Tuesday, April 23, 2019

Can't Be Bothered


In a way, it was unfair since I knew how Clare would react—part shark, Old Faithful and Mt. Vesuvius.  “Here,” I said after Easter dinner, “read this,” a reassessment of the movie “Field of Dreams.”  Wait for it, just wait, now:  “Why did you have me read this?”  Just toying with you, child.

 

Paul Newberry, an AP writer, must have run out of column ideas, so he decided to pick on this now 30-year old classic starring Kevin Costner, James Earl Jones and Burt Lancaster.  Newberry wasn’t buying any talk of baseball or FOD being “some sort of timeless metaphor for connecting to your past and understanding what America is really all about.”  No, sirree.  “In reality, it’s just another terrible film.”

 

Outside of noting how the movie avoids any mention of baseball’s color line, Newberry doesn’t offer much in the way of substantive criticism.  Oh, wait, he thinks Roy Liotta as Shoeless Joe Jackson was trying out his wise-guy persona that would inform “Goodfellas” a year later.  Now, most fair-minded critics of FOD have a different problem with Liotta’s portrayal of Shoeless Joe, playing him right-handed while the real Jackson threw and hit lefty.  Oh, well, by his own admission Newberry says he belongs to a group commonly known as “lazy sportswriters.”  Indeed.

 


What I really didn’t like was his recommendation of “Bull Durham,” what he considers a Costner baseball movie “with some entertainment value.”  Oh, really?  Because we all want our daughters to grow up and be baseball Annies or that’s how we ought to see women in general?  Thanks, but no thanks.
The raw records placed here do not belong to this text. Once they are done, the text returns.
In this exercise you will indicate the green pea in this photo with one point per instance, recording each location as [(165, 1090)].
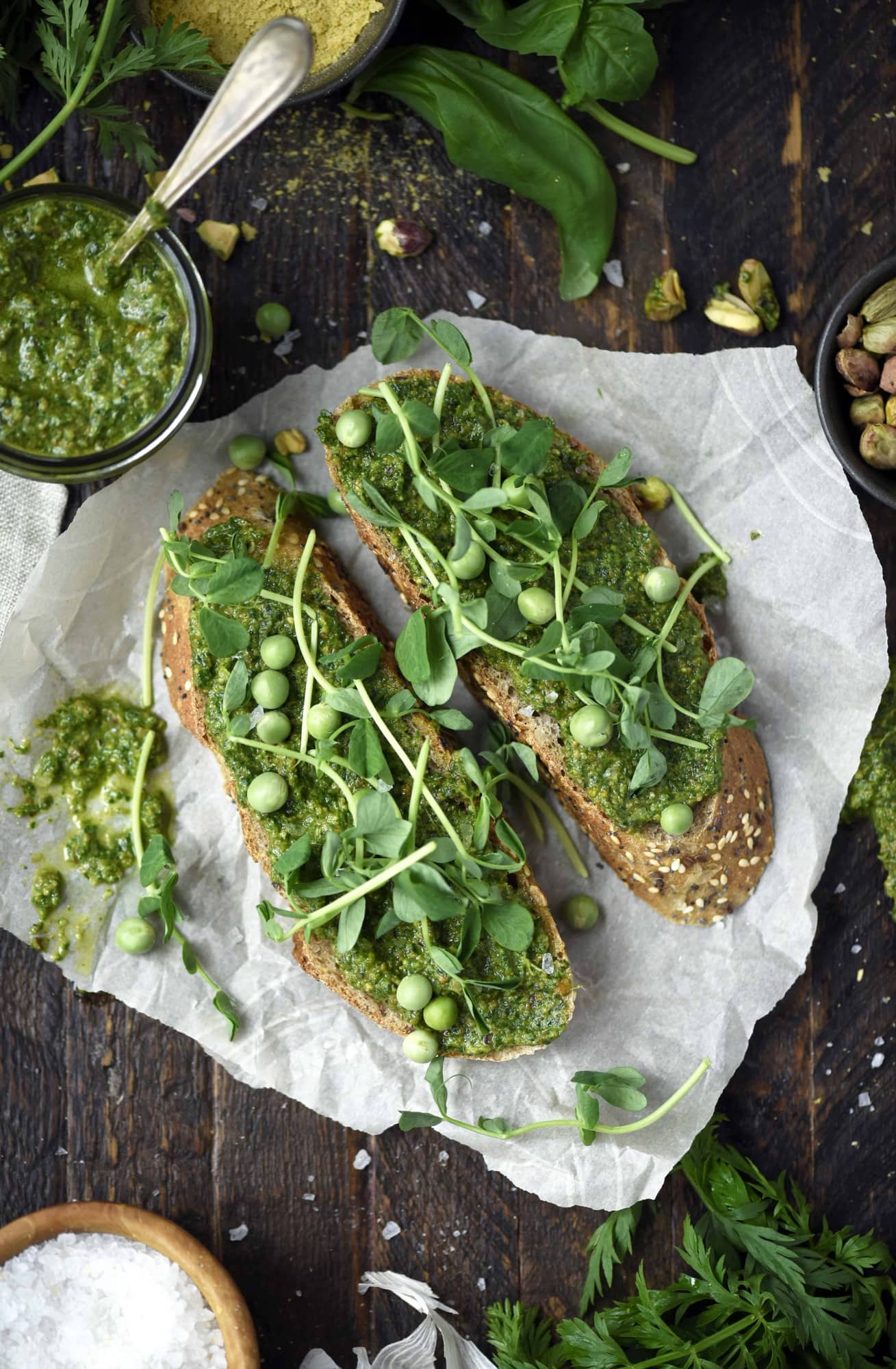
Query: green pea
[(414, 992), (268, 792), (135, 936), (581, 912), (273, 320), (247, 451), (470, 565), (676, 819), (662, 584), (279, 651), (536, 606), (322, 721), (354, 428), (517, 492), (270, 689), (441, 1012), (421, 1047), (273, 729), (592, 726)]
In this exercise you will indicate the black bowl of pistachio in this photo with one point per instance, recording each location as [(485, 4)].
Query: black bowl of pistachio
[(855, 381)]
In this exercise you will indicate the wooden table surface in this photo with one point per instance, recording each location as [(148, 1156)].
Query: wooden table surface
[(98, 1101)]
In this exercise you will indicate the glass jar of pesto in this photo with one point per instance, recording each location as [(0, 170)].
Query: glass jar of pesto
[(95, 374)]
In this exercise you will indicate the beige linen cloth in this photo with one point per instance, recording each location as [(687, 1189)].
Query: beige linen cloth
[(29, 521)]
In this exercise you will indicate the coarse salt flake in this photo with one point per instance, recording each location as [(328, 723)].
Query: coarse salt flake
[(91, 1298), (613, 270)]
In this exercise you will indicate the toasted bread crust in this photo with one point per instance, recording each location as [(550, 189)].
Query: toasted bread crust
[(253, 498), (696, 878)]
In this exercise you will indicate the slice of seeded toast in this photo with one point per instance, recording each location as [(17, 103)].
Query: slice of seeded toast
[(696, 878), (253, 498)]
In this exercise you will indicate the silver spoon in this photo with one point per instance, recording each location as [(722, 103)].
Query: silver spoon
[(266, 73)]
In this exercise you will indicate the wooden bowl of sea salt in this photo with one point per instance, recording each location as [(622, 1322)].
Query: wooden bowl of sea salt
[(86, 1279)]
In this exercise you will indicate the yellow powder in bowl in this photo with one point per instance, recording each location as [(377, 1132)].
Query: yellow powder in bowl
[(229, 24)]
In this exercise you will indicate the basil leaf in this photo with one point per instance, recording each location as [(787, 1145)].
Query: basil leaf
[(566, 500), (466, 470), (400, 704), (421, 418), (236, 688), (381, 515), (650, 770), (611, 55), (619, 1088), (526, 451), (380, 823), (543, 28), (294, 858), (395, 335), (504, 621), (728, 685), (504, 129), (389, 433), (617, 474), (465, 640), (224, 636), (347, 702), (424, 892), (350, 926), (235, 583), (362, 665), (452, 342), (365, 752), (155, 859)]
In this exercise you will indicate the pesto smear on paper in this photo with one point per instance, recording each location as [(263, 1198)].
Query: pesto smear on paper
[(86, 362)]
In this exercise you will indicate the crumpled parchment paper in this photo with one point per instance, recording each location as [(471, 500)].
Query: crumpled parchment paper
[(737, 433)]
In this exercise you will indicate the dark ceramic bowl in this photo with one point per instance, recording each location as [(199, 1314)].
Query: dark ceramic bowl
[(830, 395), (372, 39)]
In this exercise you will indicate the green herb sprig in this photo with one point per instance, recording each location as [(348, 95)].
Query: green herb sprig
[(619, 1088), (81, 66), (765, 1288), (576, 648)]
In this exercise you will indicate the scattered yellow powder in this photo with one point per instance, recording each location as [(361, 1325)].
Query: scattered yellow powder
[(231, 24)]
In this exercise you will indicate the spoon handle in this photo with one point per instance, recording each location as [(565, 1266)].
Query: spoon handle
[(265, 75)]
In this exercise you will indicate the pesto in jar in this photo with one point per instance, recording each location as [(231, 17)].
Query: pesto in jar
[(530, 1014), (871, 792), (617, 554), (84, 362), (91, 760)]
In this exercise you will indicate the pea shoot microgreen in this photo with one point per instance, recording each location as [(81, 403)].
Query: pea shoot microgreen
[(432, 882), (619, 1088), (535, 540), (158, 870)]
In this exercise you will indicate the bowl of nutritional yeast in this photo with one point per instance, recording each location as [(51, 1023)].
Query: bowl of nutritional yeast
[(347, 36), (86, 1279), (98, 368)]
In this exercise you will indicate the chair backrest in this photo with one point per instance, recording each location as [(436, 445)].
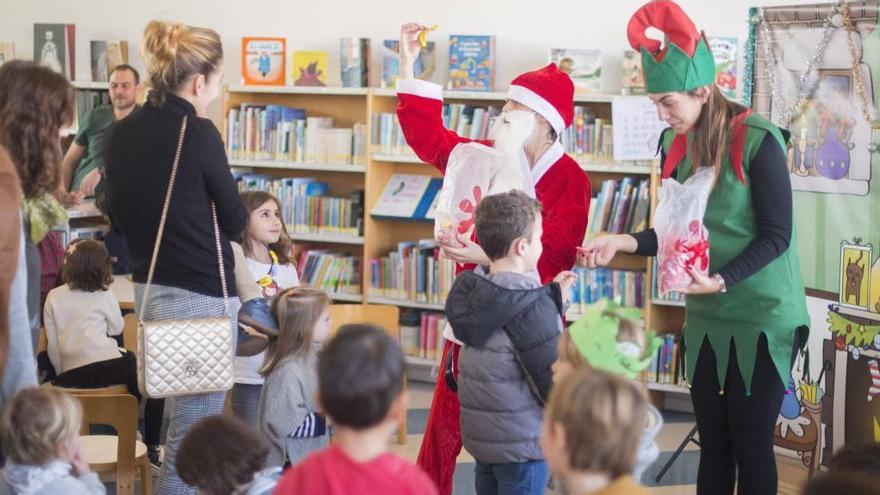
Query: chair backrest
[(387, 317), (108, 390), (42, 340), (129, 333), (121, 412)]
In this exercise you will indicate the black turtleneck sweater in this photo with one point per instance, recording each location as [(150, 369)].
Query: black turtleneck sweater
[(138, 162)]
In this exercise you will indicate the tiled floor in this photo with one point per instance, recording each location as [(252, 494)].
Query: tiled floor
[(679, 480)]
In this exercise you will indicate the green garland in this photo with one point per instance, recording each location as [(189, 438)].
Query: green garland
[(750, 48)]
For me, it’s not so much the what of “Field of Dreams” as the where, that converted cornfield outside of Dyersville, Iowa.  We took Clare there twice, the second time when she was twelve and had just hit her first moonshot of a homerun, this in Bronco baseball.  I’d brought along a bucket of baseballs and proceeded to pitch a little BP to my daughter; she nearly took my head off on one line drive.  The ball rolled nearly to the corn, and I think I saw a hand reach out and try to take it.